Bei hochsommerlichen Temperaturen folgten das Staffelschwimmen mit einer Mütze auf dem Kopf anstatt eines Staffelstabs, das „Balltreiben“, das „Wassertragen“, „Schiffchen pusten“ und Tauziehen. So gab es drei Spiele im Wasser, drei auf dem Land, mit 30 Kindern in drei Mannschaften. Schnell mussten sie bei jedem Turnier sein, sich anfeuern, zusammenhalten, aber vor allem ein – Kind sein.

In der Zeit von elf bis 17 Uhr konnten sich die Kleinsten und die, die sich noch nicht zu groß fühlen, austoben. Zu einer kleinen Erholungspause lud das Puppenstück „Mit der Bimmel zum Zoo“ der LVB ein. Auf spielerische Art wurde erklärt, wie man sich in einer Straßenbahn zu verhalten hat. Wem das zu langweilig wurde, der kickte auf die Torwand, spielte Volleyball, flog im Schwungtuch durch die Lüfte oder beteiligte sich aktiv an der Aquagymnastik. Zwischendurch gab es immer wieder Fassbrause, Eis, Pommes oder/und eine Bratwurst. Es blieben keine Kinderwünsche offen.

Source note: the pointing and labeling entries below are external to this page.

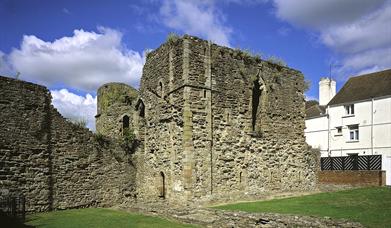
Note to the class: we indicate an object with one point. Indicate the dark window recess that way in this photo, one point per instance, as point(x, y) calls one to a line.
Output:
point(162, 186)
point(161, 88)
point(255, 102)
point(141, 109)
point(125, 122)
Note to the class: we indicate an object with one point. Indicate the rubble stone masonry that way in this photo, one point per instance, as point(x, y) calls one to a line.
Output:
point(216, 122)
point(54, 163)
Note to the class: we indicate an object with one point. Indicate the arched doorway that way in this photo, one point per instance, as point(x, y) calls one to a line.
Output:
point(162, 186)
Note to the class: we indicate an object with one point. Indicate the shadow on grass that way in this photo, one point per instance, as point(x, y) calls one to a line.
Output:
point(7, 221)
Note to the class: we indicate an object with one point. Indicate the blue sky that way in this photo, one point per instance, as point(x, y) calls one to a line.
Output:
point(73, 47)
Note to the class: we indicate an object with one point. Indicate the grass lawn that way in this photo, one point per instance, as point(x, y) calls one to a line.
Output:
point(97, 217)
point(369, 206)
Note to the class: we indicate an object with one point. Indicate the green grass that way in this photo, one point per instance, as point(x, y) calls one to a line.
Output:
point(369, 206)
point(97, 218)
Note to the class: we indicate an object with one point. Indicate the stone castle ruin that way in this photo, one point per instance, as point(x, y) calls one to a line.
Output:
point(207, 123)
point(211, 122)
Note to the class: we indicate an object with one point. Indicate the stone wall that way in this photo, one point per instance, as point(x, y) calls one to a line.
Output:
point(353, 177)
point(115, 105)
point(220, 122)
point(53, 162)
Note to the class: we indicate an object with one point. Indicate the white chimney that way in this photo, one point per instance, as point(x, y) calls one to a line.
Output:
point(327, 90)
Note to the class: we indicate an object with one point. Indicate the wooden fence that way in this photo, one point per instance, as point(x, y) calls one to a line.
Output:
point(365, 162)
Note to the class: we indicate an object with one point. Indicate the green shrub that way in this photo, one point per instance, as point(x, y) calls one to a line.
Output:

Bei so vielen jungen Besuchern setzte Hanns drei zusätzliche Rettungschwimmer ein und veranlasste eine intensivere Reinigung der sanitären Anlagen. „Sicherheit und Sauberkeit stehen im Vordergrund“ erklärte Hanns. Und danach kam auf jeden Fall gleich der Spaß. Und dem Lachen und Kreischen nach zu urteilen, gab es davon jede Menge – sogar eine Stunde länger als sonst, nämlich bis 21 Uhr.